Wednesday, August 8, 2007

on aging

So...I have a relatively significant birthday approaching in a week, which I am NOT excited about. But in my family, landmark birthdays happen in threes--my mom, my dad and I are usually at "important" birthdays in the same year.

My mom's was the big one this year, though, far eclipsing my own. She turned sixty on Sunday. Is it just me, or does sixty sound significantly older than fifty-nine? I mean, other people's moms turn sixty....grandmas turn sixty....not my mom, right? No, apparently she is sixty.

And really, my mom is so cute. But I notice more and more the wearing of age....around her face, on her hands, which have started to get age spots, and in the increasing softness of her skin.

It's funny how the older I get, the more I appreciate my mom and the life she has lived. I was having a discussion about destiny and fulfilling destiny and finding destiny this morning, and the more I think about it, the more I feel like my mom really has found and fulfilled her destiny. She went to nursing school in Newfoundland, joined a mission organization that worked out of Kenya, did her midwifery training in Edinburgh, Scotland, and worked in rural Kenya for about five years before meeting my dad, getting married, and settling into family life.

And I admire that.

Not just because she has a million great stories about living in Kenya....involving delivering babies in huts, being atop her Land Rover on safari and having lions circling on the ground below, or having a herd of elephants cross the road in front of her....but because she has lived. She has lived a bold and reckless and dangerous life, not just abroad, but in the context of her family as well.

I think more than anyone else in my life, my mother has taught me what unconditional love means. And commitment. And unrelenting patience. And I hope that I can age as gracefully as she has....and love life the way she does....and look hardship in the eye and steel myself against it, knowing that it is but a pothole in my road of destiny.

Do you ever think about what you are destined for?

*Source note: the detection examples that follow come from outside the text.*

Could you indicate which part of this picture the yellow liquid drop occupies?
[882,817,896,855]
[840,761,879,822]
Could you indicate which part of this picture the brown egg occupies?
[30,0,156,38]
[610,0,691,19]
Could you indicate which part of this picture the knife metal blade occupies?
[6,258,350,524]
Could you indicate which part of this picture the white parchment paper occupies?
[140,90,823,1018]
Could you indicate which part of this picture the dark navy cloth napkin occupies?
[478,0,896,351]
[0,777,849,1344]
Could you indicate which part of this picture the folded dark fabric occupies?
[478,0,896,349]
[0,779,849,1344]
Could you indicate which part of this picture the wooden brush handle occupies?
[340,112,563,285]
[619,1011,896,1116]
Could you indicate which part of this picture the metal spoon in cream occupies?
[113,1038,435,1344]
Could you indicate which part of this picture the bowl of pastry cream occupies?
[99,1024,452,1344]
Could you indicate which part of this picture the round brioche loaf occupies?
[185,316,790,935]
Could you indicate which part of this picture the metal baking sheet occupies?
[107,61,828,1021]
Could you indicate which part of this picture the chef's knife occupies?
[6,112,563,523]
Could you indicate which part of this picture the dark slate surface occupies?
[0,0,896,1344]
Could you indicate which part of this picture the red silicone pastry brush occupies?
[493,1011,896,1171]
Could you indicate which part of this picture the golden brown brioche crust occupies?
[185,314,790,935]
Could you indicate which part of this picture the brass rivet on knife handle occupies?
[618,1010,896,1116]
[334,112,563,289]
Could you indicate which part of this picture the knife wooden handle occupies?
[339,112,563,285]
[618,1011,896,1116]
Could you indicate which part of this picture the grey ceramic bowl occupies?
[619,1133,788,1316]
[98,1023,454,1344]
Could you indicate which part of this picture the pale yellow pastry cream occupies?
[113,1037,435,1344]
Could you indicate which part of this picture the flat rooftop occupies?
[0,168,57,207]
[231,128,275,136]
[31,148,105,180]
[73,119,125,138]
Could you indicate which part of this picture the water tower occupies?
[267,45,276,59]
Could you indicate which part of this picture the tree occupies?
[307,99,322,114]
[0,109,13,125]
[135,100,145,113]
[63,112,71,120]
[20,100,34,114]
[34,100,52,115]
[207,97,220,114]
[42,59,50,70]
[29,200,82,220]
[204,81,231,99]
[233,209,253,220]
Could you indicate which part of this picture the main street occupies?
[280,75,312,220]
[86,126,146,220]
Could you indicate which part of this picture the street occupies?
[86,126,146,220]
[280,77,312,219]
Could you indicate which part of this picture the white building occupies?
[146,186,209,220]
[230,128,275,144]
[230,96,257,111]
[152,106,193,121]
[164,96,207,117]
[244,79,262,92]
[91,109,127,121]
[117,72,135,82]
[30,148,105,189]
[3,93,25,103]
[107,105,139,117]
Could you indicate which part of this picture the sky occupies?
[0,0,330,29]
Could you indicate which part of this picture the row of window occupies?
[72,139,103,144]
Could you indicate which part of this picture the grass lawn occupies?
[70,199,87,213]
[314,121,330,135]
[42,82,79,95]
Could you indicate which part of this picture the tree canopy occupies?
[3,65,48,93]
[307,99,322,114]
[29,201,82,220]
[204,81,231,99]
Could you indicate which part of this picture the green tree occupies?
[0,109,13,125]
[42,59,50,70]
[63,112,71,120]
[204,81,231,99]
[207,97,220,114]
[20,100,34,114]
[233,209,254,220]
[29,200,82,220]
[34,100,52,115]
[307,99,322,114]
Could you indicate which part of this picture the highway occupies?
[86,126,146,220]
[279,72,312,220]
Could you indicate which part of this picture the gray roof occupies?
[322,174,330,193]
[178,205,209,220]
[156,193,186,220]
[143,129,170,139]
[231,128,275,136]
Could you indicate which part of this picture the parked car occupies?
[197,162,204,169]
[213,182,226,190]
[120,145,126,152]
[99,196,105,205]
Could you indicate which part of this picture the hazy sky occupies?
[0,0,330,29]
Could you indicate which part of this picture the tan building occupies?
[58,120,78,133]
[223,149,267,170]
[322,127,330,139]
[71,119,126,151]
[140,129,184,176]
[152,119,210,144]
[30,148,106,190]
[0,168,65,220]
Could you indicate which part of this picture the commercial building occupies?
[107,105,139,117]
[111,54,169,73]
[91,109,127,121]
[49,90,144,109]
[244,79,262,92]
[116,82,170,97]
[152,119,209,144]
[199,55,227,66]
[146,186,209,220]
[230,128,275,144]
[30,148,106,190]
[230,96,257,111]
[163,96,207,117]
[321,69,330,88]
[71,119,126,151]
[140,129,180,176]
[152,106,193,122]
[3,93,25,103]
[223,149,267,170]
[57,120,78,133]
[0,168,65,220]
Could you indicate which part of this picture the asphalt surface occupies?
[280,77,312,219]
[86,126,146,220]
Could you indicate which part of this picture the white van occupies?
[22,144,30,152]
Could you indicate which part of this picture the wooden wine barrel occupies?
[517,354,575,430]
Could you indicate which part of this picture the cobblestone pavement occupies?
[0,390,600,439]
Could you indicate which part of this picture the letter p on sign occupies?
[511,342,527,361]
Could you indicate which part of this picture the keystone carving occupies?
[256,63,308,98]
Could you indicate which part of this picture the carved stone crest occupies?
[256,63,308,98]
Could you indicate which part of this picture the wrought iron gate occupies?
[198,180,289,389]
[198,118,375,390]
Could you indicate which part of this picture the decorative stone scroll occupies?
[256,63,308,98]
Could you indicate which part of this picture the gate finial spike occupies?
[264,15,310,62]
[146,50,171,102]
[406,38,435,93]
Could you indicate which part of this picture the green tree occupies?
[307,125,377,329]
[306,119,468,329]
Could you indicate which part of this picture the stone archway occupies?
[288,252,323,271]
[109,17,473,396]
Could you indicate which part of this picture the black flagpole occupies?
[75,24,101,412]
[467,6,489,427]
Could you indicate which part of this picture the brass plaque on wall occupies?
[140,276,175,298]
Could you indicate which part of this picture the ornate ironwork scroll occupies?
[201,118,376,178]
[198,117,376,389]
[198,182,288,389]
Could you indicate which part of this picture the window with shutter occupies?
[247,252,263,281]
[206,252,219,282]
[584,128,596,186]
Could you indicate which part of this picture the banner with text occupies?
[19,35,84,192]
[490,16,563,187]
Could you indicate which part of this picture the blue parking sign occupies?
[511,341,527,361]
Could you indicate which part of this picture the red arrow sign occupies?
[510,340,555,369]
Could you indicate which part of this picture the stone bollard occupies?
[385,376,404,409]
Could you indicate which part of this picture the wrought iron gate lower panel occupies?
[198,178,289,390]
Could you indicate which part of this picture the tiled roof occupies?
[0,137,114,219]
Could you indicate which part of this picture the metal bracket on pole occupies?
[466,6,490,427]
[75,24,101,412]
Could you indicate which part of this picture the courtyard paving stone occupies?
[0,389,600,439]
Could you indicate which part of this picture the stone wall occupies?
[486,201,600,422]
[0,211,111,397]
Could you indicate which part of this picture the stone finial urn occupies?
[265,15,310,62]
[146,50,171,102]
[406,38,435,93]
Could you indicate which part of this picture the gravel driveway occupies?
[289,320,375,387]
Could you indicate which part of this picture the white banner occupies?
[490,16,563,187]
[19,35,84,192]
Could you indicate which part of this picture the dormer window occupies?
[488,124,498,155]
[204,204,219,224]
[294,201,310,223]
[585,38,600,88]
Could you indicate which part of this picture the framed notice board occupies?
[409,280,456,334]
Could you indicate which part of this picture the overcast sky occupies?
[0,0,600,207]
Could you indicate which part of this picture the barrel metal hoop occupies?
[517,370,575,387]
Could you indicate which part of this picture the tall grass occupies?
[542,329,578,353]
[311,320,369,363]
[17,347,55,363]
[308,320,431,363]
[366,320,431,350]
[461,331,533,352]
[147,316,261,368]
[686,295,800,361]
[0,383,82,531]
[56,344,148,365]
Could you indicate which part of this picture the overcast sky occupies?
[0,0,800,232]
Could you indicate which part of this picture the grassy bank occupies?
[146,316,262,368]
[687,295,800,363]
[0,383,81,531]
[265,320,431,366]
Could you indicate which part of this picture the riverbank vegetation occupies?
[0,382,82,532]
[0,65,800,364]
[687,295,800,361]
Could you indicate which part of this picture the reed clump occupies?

I believe we are all destined for something....very rarely is it the greatness that the world values so much, it is found more often in the little things that make up a life--
feeding the ducks,
looking at spiderwebs,
swimming in the Great Lakes,
having a picnic,
sharing a memory,
a smile,
a laugh,
a tear,
and saying I love you.

This is my mom.



3 comments:

Anonymous said...

Charissa, you are a terrific writer. You are risky, transparent, thoughtful and insightful. I look forward to reading your first book.
Dave

Beth said...

Your Mom sounds like a lovely lady....Happy Birthday!!!!

Dominic said...

Great testimony to your mother, now I see where you get your sense adventure from as well as your smile, it made me think of my mom. Dave is correct in saying that you are a terrific writer, I like the poems and random thoughts myself. BTW have a great birthday today, stay out of the rain.